You can send them directly without using FCM and there are several libraries available, including a Java one.
Unfortunately iOS currently has no support for Web Push. Subscriptions to your service are on a device level rather than by user, so if I sign up on my desktop you cannot send notifications to my mobile unless I sign up again in my mobile browser.
Notifications pushed to Android will be displayed if an instance of the browser is running, in the real world (for me anyway) Chrome always seems to be running in the background somewhere so I get notifications through in pretty much real time. The downside is web push notifications go straight into the notification shade, they do not pop up on screen first.
The rough workflow goes like this:
User visits your page, you load service worker and check for web push
capability, if satisfied you can request permission to send
notifications.
If user grants permission you pass your public key to your service
worker to create a subscription for that user, this returns an
endpoint and two keys which you need to push a notification to them.

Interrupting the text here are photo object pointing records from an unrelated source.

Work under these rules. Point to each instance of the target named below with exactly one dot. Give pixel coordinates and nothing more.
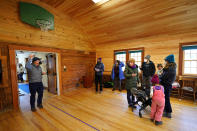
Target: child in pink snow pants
(158, 101)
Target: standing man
(117, 74)
(167, 78)
(35, 81)
(99, 69)
(20, 72)
(148, 70)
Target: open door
(51, 73)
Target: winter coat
(150, 71)
(121, 73)
(131, 81)
(99, 69)
(169, 75)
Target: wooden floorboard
(84, 110)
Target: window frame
(181, 59)
(127, 53)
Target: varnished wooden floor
(83, 110)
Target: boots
(168, 115)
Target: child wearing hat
(158, 101)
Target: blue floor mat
(24, 87)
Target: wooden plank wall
(158, 48)
(78, 64)
(5, 86)
(67, 33)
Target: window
(189, 60)
(121, 56)
(126, 54)
(137, 55)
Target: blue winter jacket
(121, 73)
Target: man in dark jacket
(99, 69)
(117, 74)
(35, 81)
(167, 78)
(0, 72)
(148, 70)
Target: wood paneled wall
(158, 48)
(5, 86)
(78, 64)
(67, 33)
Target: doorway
(48, 65)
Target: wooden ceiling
(125, 20)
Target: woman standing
(117, 74)
(167, 78)
(132, 78)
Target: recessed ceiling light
(96, 1)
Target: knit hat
(148, 57)
(155, 79)
(35, 59)
(170, 58)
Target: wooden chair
(189, 86)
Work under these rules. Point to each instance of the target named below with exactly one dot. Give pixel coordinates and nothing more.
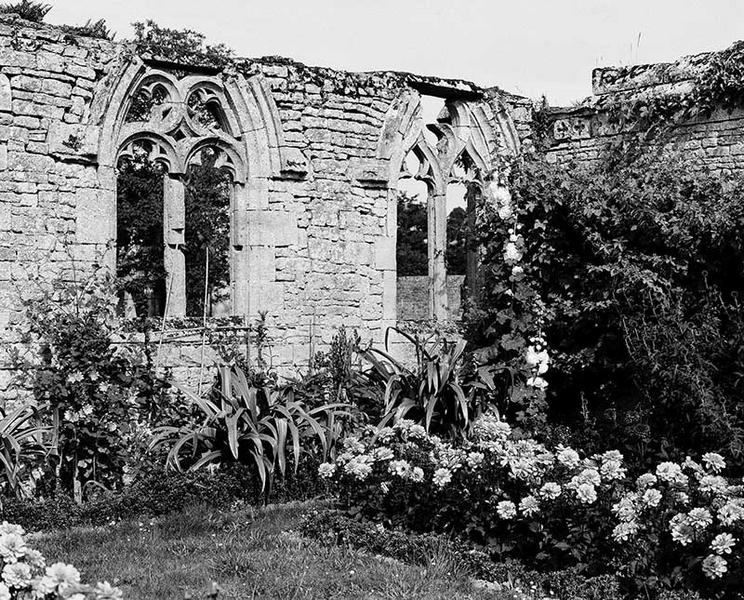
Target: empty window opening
(207, 236)
(139, 234)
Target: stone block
(6, 96)
(272, 228)
(385, 253)
(94, 218)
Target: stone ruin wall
(579, 133)
(319, 153)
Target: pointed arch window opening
(182, 140)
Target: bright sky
(530, 47)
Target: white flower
(682, 531)
(506, 509)
(623, 531)
(475, 459)
(626, 509)
(713, 484)
(417, 474)
(568, 457)
(17, 575)
(12, 547)
(612, 470)
(359, 467)
(731, 512)
(586, 493)
(700, 518)
(652, 497)
(590, 476)
(550, 490)
(723, 543)
(511, 252)
(714, 461)
(442, 477)
(537, 382)
(326, 470)
(529, 506)
(670, 472)
(400, 468)
(646, 480)
(714, 566)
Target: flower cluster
(700, 509)
(25, 574)
(516, 481)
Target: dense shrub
(163, 493)
(677, 528)
(636, 265)
(27, 9)
(335, 528)
(97, 398)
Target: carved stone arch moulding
(465, 127)
(175, 119)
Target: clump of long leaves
(21, 443)
(251, 425)
(445, 390)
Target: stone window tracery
(185, 131)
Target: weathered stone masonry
(579, 133)
(314, 156)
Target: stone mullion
(437, 235)
(174, 216)
(239, 267)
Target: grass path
(250, 555)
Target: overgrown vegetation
(27, 9)
(183, 46)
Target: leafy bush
(95, 29)
(334, 528)
(683, 526)
(249, 425)
(445, 391)
(509, 494)
(25, 574)
(163, 493)
(27, 9)
(96, 397)
(181, 46)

- Your webpush library runs as a server instance and takes care of all
the encryption and token handling, you configure it however you like
to dispatch messages, usually in response to HTTP POST requests but
it's up to you.
- Within your service worker you define an event handler for receipt of
a push message. This is where you create and display the notification
to the user, again how you do this is up to you.
You can pass parameters in the payload of the notification and use them as variables within the notification you display or you can hard code values, you can specify different behaviours depending upon whether the user has your page in focus or not, you can add buttons and set different actions for them, trigger events upon dismissal, customise the vibrate pattern, replace or stack the notifications, access the data in existing notifications etc etc. All this is handled by your service worker, receiving the notification alone does nothing at all.

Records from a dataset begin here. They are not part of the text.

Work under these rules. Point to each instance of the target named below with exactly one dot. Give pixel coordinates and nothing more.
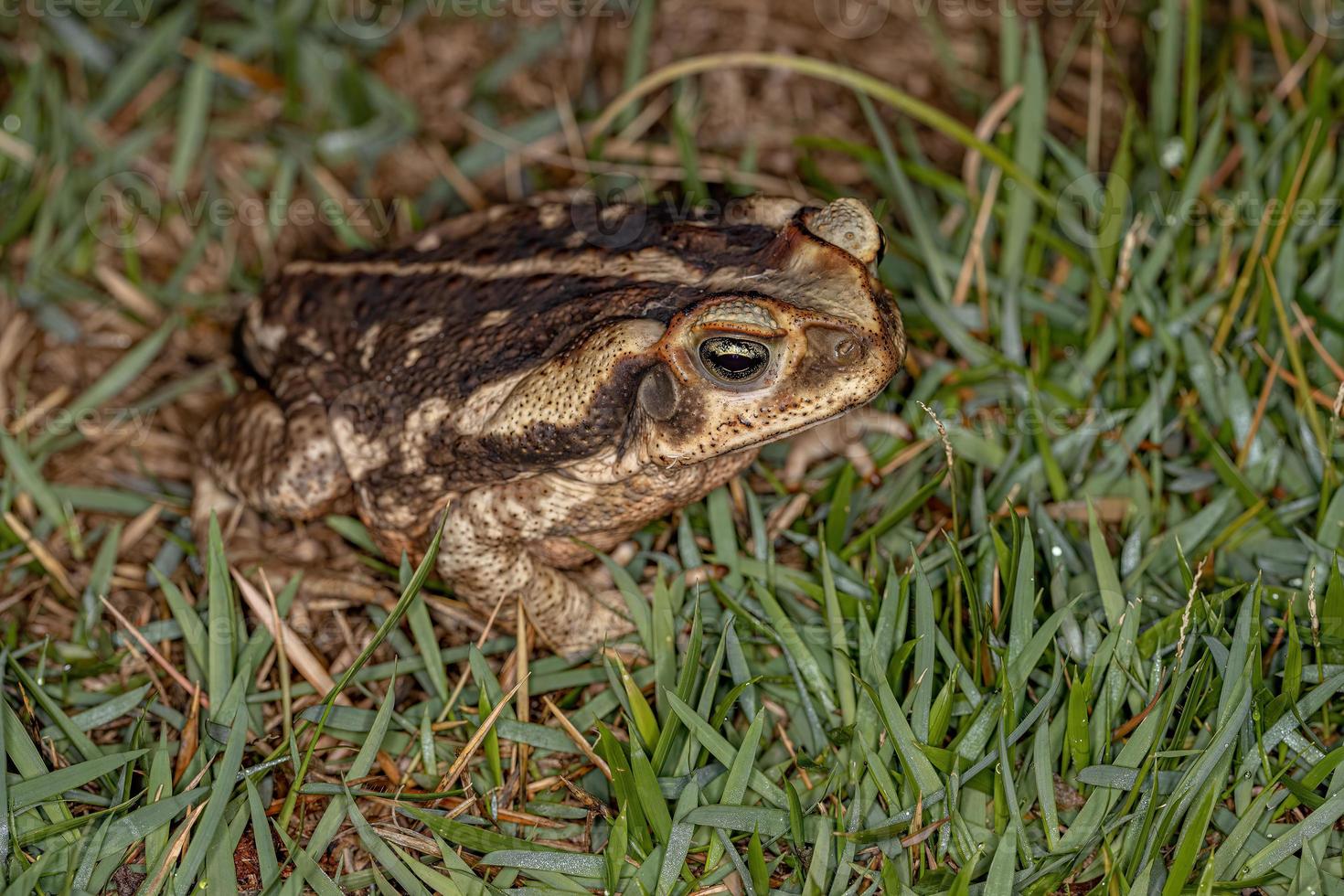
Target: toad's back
(486, 295)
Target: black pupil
(734, 359)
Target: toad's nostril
(835, 346)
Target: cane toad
(551, 377)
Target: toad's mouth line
(766, 440)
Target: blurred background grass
(1083, 635)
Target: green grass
(1101, 650)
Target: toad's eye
(734, 360)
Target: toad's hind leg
(491, 569)
(281, 461)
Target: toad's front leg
(485, 557)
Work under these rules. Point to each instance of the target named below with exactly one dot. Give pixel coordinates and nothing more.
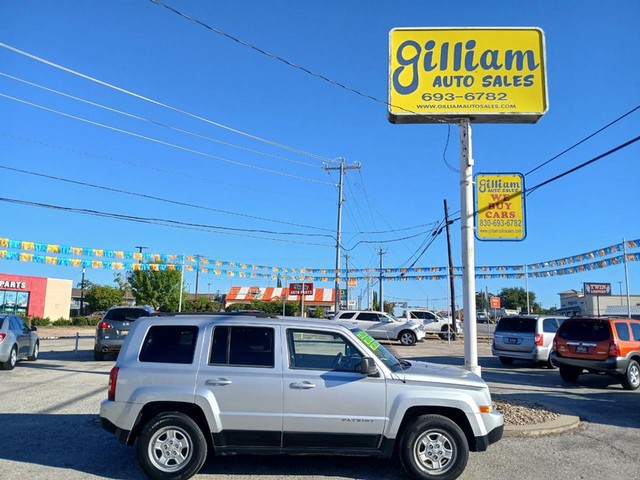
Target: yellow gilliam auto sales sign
(489, 75)
(500, 212)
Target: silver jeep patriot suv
(185, 386)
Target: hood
(441, 374)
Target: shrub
(40, 322)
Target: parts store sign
(500, 206)
(489, 75)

Your service worker is just a script written in javascript which you link from your page. It is loaded and installed by the browser the first time a user visits and then runs independently when invoked.
Service workers are very powerful. You can also use them to implement complex caching rules, serve content while offline, push data between different browser windows etc. A service worker can spawn more service workers and as they run outside of the main thread of your browser they are ideal for offloading cpu intensive tasks to without delaying the rendering of your page.
Final point to note, your site must be served over SSL to be able to deploy a service worker.